There is a grace and wisdom found in Mícheál Keating’s lyrics which belies his age. It also helps that his voice is exquisite, as showcased on Anything You Want. Musically, song’s often build to grand, stirring finales, with previous melodies meeting and commingling, so that the listener is left roused and changed, as is the desired effect with good music.

It also helps that what the young trio are doing is unique. They are beginning their musical career with an initial creative momentum found only in other exceptional acts, such as Alt J or Radiohead. In a time when people are still reeling from the deaths of some of music’s true originals, at least we can find solace in the emergence of fresh, remarkable bands like this one.

In The Forest, I Feel Bizarrely More at Home will be familiar to fans of the band. It explores feelings of isolation and individualism, a motif often used in the group’s music. It’s an idiosyncratic, swarthy pop song which is melodic and catchy. Cathal Histon’s stuttering synthesizers and the rhythmic drums of Brendan McInerney come to the fore here.  It is stare-out-of-the-bus-window music, the kind you listen to and don’t see a damn thing passing by.

Vapour, on the other hand, is molasses-music, slowly creeping and building, drenched in effects and angsty harmonies. ‘If you knew how much I’d suffered then maybe you might love me.’ It gives way to a creepy second half, reminiscent of the dark seventies or eighties. It’s an epic song, akin to Roxy Music’s In Every Dream Home a Heartache.

What is spectacular about this album is its diversity: Sister sounds as if The Phantom of The Opera has been pulled to pieces by Yeasayer or Trent Reznor. It’s an incredibly heartfelt song. Song With No Meaning is reminiscent of Radiohead’s Fake Plastic Trees.

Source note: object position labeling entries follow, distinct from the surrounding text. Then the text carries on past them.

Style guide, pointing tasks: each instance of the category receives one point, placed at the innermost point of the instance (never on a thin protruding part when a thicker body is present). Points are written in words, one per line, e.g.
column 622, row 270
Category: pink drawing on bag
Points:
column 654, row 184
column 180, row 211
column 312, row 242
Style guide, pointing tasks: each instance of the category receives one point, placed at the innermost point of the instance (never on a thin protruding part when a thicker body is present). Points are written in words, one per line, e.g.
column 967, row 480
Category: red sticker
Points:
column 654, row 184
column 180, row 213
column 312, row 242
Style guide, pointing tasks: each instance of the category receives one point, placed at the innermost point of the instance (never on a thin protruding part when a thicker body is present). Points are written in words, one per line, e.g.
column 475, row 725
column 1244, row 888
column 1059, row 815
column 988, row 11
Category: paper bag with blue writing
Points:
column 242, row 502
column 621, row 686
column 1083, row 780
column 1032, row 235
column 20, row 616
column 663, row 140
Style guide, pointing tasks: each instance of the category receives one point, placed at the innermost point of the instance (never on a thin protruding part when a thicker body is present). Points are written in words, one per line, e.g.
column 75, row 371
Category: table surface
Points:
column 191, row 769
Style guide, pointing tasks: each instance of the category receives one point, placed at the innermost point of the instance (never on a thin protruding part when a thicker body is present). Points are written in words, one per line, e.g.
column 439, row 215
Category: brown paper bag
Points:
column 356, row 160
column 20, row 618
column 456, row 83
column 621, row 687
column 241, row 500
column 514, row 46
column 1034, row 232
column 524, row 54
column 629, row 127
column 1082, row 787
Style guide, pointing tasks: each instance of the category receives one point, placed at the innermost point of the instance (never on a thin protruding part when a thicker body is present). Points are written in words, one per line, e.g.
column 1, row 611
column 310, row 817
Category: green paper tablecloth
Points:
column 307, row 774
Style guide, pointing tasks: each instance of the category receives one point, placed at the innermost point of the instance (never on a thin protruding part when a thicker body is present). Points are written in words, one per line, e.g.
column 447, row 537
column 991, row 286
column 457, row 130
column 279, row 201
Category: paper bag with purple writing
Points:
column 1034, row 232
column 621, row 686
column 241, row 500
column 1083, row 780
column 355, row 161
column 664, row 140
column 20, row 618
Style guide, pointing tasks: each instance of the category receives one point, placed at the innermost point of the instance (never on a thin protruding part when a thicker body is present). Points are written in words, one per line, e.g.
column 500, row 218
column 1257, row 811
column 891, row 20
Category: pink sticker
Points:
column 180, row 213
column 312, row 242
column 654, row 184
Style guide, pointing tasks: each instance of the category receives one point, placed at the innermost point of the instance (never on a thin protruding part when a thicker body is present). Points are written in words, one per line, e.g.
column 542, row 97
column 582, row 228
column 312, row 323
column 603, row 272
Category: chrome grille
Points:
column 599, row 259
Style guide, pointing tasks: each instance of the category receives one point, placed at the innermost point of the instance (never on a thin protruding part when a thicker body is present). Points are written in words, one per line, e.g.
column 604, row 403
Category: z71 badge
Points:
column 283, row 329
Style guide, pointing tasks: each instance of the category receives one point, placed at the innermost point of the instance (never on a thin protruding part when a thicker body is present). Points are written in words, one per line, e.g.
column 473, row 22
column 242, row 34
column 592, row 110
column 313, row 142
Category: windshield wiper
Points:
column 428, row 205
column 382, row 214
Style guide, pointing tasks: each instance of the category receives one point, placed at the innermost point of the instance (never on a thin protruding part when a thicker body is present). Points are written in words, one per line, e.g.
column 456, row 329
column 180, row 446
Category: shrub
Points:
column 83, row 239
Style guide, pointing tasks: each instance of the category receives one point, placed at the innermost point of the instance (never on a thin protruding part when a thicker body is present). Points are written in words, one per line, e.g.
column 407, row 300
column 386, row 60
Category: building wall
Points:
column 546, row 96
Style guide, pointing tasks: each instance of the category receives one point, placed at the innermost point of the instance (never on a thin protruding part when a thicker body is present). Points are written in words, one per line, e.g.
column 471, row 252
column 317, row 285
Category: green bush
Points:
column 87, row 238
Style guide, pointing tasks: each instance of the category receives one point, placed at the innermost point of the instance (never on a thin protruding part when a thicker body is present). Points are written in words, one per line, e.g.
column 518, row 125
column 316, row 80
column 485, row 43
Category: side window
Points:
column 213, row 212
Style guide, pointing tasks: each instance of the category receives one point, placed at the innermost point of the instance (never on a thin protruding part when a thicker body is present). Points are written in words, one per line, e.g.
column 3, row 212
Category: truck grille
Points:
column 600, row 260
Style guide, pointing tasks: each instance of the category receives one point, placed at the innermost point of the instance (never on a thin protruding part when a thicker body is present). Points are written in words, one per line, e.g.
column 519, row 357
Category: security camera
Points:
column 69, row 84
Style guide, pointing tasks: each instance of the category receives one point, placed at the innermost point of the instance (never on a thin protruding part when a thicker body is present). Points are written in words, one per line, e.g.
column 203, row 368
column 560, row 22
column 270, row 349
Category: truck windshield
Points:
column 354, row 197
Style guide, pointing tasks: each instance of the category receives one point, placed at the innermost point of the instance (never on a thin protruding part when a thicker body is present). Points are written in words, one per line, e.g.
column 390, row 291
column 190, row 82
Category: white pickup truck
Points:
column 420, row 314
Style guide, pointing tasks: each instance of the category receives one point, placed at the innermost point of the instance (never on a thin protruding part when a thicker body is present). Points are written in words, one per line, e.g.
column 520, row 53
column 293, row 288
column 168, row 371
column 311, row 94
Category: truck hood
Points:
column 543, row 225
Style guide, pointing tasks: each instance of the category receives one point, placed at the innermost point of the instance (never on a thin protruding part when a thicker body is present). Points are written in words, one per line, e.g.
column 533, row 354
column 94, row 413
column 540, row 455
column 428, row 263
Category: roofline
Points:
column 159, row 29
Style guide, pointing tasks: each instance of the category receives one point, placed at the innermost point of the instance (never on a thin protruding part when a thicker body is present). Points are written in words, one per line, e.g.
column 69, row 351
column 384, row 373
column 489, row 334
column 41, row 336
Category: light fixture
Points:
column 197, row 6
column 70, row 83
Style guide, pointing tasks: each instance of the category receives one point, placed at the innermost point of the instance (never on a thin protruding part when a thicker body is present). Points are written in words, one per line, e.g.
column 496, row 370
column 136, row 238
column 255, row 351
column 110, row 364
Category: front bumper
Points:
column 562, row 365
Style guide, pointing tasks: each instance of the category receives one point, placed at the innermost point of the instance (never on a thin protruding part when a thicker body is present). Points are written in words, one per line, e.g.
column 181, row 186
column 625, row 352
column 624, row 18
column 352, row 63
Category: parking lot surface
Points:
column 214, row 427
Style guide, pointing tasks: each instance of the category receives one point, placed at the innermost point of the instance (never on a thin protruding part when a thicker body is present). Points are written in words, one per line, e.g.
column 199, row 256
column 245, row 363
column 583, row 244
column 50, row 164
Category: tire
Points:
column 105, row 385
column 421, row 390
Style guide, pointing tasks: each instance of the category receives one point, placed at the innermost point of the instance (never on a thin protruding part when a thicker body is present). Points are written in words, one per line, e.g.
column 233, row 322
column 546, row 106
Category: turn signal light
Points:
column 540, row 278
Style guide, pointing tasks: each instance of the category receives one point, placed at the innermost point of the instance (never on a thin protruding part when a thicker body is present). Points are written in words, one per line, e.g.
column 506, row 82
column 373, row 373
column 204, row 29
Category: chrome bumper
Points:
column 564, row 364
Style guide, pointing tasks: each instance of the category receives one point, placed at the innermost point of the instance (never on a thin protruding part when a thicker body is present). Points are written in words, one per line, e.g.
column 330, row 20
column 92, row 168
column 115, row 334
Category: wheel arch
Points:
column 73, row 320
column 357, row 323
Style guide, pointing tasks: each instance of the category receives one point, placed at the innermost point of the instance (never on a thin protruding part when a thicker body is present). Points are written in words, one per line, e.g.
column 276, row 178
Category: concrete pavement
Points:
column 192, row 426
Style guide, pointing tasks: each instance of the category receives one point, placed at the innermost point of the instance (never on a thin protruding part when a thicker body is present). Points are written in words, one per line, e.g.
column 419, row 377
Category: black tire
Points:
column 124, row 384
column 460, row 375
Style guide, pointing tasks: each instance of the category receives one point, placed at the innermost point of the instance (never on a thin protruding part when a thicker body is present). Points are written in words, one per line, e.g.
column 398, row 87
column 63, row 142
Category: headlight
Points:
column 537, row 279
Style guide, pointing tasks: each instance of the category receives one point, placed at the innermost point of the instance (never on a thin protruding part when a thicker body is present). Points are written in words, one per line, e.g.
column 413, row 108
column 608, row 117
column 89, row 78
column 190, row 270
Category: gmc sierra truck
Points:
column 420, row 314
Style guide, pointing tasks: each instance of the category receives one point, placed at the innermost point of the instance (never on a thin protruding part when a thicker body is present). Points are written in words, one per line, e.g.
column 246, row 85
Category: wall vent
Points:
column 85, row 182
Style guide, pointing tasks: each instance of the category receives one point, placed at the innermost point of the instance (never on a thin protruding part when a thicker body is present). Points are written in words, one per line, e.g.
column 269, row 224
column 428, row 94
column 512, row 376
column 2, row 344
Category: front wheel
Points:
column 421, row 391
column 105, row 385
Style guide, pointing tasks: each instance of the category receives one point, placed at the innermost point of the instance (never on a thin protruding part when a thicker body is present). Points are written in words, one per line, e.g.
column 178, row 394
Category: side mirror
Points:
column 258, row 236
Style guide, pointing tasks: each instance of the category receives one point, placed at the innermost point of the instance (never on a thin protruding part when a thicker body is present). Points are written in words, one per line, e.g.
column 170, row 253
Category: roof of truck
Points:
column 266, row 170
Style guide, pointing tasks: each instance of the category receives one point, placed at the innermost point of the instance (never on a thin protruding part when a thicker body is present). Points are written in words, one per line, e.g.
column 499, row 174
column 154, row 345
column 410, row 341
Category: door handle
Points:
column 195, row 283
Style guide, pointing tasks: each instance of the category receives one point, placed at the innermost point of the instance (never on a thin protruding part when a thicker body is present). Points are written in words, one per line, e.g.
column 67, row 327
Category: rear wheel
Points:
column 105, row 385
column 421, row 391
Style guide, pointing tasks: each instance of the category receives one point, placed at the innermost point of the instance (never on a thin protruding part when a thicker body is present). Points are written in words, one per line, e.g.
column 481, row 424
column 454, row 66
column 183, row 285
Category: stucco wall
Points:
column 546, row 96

Nausea is a combination of everything we have seen already: unusual lyrical style, stretched, delightful melodies, unpredictable time signatures and sprawling, vast progressions within the one song.

Fans have been made to wait for the band’s LP debut, and now that it is here, it has exceeded all expectations. It is impossible to heap enough praise on ‘Is’. It has the guts of Beck and the legs of Jonny Greenwood: a freakish offering of sweetness, angst and poetic laments. It is the most interesting record released by an Irish band in the last few years. If there is justice in music, and if people happen to be watching the Irish music scene (the success of Hozier seems to suggest that they are), then expect Bleeding Heart Pigeons to be the next big thing.

Bleeding Heart Pigeons’ debut album ‘Is’ will be released in February 12th on Virgin/EMI.